WikiLeaks Report: Obama Admin Discriminated Against Arab Christians for Top Jobs
In a bombshell email from September 2008, advisers to Barack Obama's presidential campaign consciously decided to choose Arab Muslims over Arab Christians in suggesting top staff positions should Obama win the White House. The email was released by WikiLeaks in its latest series, "The Podesta Emails."
Former New York Solicitor General Preeta D. Bansal sent the email to Michael Froman, a classmate of Obama's at Harvard and a member of the 12-person advisory board for the Obama campaign's transition team. The email came with "the compiled lists of Asian American and Muslim American candidates for top Administration jobs, sub-cabinet jobs, and outside boards/agencies/policy committees."
The key reveal comes in this passage:
In the candidates for top jobs, I excluded those with some Arab American background but who are not Muslim (e.g., George Mitchell).
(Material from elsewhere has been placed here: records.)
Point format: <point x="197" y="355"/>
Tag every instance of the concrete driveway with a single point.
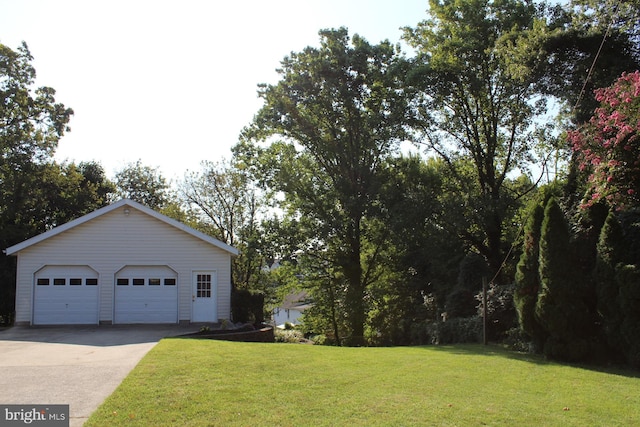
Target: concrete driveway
<point x="75" y="365"/>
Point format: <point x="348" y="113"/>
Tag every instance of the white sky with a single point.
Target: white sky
<point x="173" y="82"/>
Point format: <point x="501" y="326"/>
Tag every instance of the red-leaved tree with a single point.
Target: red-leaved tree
<point x="609" y="144"/>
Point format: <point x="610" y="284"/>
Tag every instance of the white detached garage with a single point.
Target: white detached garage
<point x="124" y="263"/>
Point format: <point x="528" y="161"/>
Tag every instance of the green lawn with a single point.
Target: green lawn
<point x="216" y="383"/>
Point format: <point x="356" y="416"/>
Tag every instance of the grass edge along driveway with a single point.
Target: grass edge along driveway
<point x="217" y="383"/>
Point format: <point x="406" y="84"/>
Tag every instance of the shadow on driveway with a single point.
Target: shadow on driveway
<point x="93" y="335"/>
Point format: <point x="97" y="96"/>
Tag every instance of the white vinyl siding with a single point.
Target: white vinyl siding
<point x="114" y="240"/>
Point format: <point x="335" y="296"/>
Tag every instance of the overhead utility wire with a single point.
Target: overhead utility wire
<point x="584" y="86"/>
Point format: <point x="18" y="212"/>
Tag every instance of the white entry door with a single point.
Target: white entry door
<point x="203" y="297"/>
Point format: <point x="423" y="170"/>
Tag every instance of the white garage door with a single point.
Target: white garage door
<point x="146" y="294"/>
<point x="65" y="295"/>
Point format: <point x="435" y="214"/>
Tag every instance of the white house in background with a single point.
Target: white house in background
<point x="124" y="263"/>
<point x="292" y="308"/>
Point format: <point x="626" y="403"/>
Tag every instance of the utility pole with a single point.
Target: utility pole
<point x="484" y="310"/>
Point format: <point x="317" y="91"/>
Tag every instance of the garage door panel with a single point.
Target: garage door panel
<point x="65" y="303"/>
<point x="152" y="299"/>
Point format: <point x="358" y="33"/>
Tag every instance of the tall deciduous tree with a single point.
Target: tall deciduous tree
<point x="31" y="124"/>
<point x="228" y="206"/>
<point x="143" y="184"/>
<point x="474" y="98"/>
<point x="337" y="113"/>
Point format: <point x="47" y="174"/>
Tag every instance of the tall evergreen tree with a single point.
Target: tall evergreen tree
<point x="527" y="278"/>
<point x="610" y="252"/>
<point x="560" y="309"/>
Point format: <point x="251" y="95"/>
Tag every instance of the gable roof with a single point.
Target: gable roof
<point x="119" y="204"/>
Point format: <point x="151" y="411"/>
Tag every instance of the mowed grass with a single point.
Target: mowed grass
<point x="216" y="383"/>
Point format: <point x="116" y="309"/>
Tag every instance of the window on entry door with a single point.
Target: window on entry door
<point x="203" y="289"/>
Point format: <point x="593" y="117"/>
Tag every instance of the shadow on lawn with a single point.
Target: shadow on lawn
<point x="493" y="350"/>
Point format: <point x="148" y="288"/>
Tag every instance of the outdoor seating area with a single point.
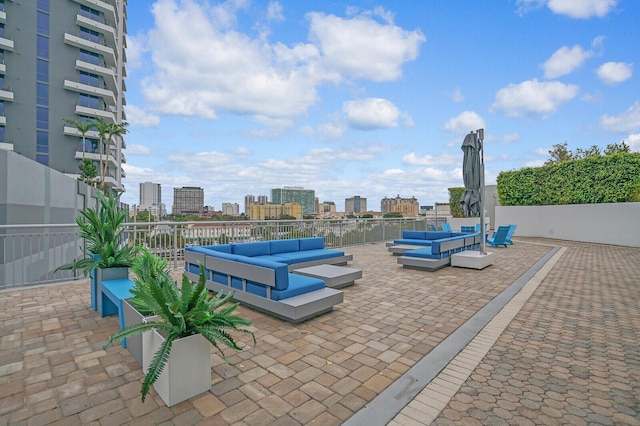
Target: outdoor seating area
<point x="340" y="368"/>
<point x="263" y="275"/>
<point x="431" y="251"/>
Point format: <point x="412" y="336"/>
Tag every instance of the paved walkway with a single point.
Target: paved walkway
<point x="563" y="350"/>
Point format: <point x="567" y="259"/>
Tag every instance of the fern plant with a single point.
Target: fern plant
<point x="103" y="232"/>
<point x="183" y="311"/>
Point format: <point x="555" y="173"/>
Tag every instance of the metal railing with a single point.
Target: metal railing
<point x="30" y="254"/>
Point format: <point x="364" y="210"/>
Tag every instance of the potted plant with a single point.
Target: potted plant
<point x="145" y="267"/>
<point x="103" y="232"/>
<point x="187" y="317"/>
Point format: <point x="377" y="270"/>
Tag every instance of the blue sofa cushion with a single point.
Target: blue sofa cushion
<point x="258" y="248"/>
<point x="415" y="242"/>
<point x="283" y="246"/>
<point x="414" y="235"/>
<point x="310" y="255"/>
<point x="224" y="248"/>
<point x="281" y="270"/>
<point x="298" y="284"/>
<point x="426" y="253"/>
<point x="313" y="243"/>
<point x="273" y="258"/>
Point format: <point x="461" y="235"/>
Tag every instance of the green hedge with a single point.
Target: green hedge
<point x="611" y="178"/>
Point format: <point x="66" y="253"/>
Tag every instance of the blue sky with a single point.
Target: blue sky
<point x="369" y="98"/>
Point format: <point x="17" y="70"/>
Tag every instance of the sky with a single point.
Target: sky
<point x="369" y="98"/>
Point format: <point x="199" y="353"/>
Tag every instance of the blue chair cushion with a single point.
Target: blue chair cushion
<point x="310" y="255"/>
<point x="258" y="248"/>
<point x="425" y="253"/>
<point x="283" y="246"/>
<point x="417" y="235"/>
<point x="415" y="242"/>
<point x="225" y="248"/>
<point x="313" y="243"/>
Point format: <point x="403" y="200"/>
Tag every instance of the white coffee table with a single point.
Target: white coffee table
<point x="332" y="275"/>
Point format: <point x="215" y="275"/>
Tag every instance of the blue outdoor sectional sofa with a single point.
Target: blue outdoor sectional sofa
<point x="261" y="275"/>
<point x="434" y="249"/>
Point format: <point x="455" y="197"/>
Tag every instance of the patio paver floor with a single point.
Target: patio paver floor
<point x="569" y="356"/>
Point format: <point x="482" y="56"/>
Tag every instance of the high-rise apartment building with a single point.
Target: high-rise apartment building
<point x="295" y="194"/>
<point x="63" y="59"/>
<point x="355" y="204"/>
<point x="188" y="199"/>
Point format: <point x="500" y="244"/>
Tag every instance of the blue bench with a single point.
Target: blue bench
<point x="112" y="293"/>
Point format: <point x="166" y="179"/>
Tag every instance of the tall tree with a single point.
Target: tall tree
<point x="614" y="148"/>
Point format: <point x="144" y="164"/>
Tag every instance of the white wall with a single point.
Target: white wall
<point x="615" y="223"/>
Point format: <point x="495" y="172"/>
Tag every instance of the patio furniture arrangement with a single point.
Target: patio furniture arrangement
<point x="499" y="238"/>
<point x="261" y="273"/>
<point x="112" y="294"/>
<point x="332" y="275"/>
<point x="423" y="238"/>
<point x="438" y="254"/>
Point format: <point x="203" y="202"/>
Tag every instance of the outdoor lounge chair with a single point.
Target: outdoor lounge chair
<point x="499" y="237"/>
<point x="512" y="229"/>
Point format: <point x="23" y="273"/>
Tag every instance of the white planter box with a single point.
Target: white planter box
<point x="188" y="370"/>
<point x="108" y="274"/>
<point x="134" y="343"/>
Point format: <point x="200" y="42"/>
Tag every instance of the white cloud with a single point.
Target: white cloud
<point x="533" y="98"/>
<point x="626" y="122"/>
<point x="578" y="9"/>
<point x="564" y="61"/>
<point x="371" y="113"/>
<point x="274" y="12"/>
<point x="441" y="159"/>
<point x="614" y="72"/>
<point x="139" y="117"/>
<point x="331" y="131"/>
<point x="138" y="150"/>
<point x="464" y="123"/>
<point x="361" y="47"/>
<point x="233" y="72"/>
<point x="582" y="9"/>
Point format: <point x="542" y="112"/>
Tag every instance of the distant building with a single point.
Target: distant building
<point x="355" y="204"/>
<point x="231" y="209"/>
<point x="274" y="211"/>
<point x="406" y="206"/>
<point x="188" y="199"/>
<point x="295" y="194"/>
<point x="327" y="207"/>
<point x="250" y="199"/>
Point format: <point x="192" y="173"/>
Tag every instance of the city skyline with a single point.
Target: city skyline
<point x="370" y="99"/>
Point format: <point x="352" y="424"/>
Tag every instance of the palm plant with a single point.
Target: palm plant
<point x="111" y="130"/>
<point x="183" y="311"/>
<point x="103" y="231"/>
<point x="83" y="127"/>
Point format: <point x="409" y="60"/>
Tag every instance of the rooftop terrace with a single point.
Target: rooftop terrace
<point x="407" y="347"/>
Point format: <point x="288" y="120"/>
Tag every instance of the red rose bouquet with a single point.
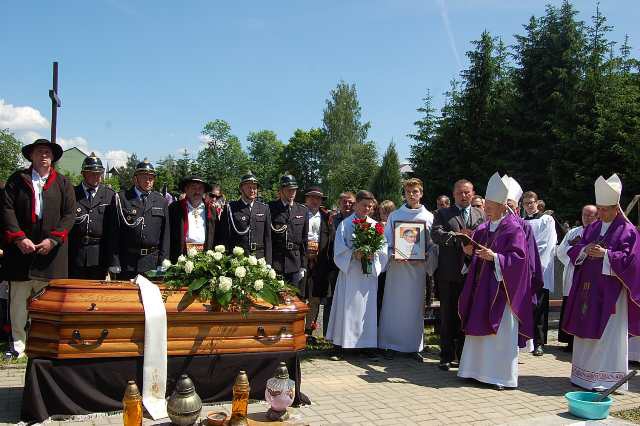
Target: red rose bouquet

Many Lebanese Americans, for example, are Christian. In the last list (of outside boards/commissions), most who are listed appear to be Muslim American, except that a handful (where noted) may be Arab American but of uncertain religion (esp. Christian).
This suggests the Obama campaign's transition team aimed to hire Muslims over Christians, or at the very least that in the interests of diversity, the team was willing to give preferential treatment to Muslim Arabs rather than Christian Arabs. The emphasis on adherence to Islam is significant, given other troubling aspects of the Obama administration.
Of the Syrian refugees admitted to the United States in September 2016, 98.9 percent were Muslim (1825 refugees), as compared to only 1.1 percent non-Muslim (22 refugees). Over the whole year, non-Muslim Syrian refugee admissions account for less than one percent (0.8) overall, with 11,818 Muslims and only 95 non-Muslims.
According to The Gulf/2000 Project at Columbia University, the religious breakdown of the Syrian population from 2008-2009 shows that non-Muslims made up a great deal more than 0.8 percent of the population. At that time, Syria had 73 percent Sunni Muslims (15.98 million people), 14.7 percent Shiite Muslims (3.29 million people), 9.3 percent Christians (2.04 million people), and 2.7 percent other religions (590,000 people). How does 12 percent become 0.8 percent? Could religious preference be involved?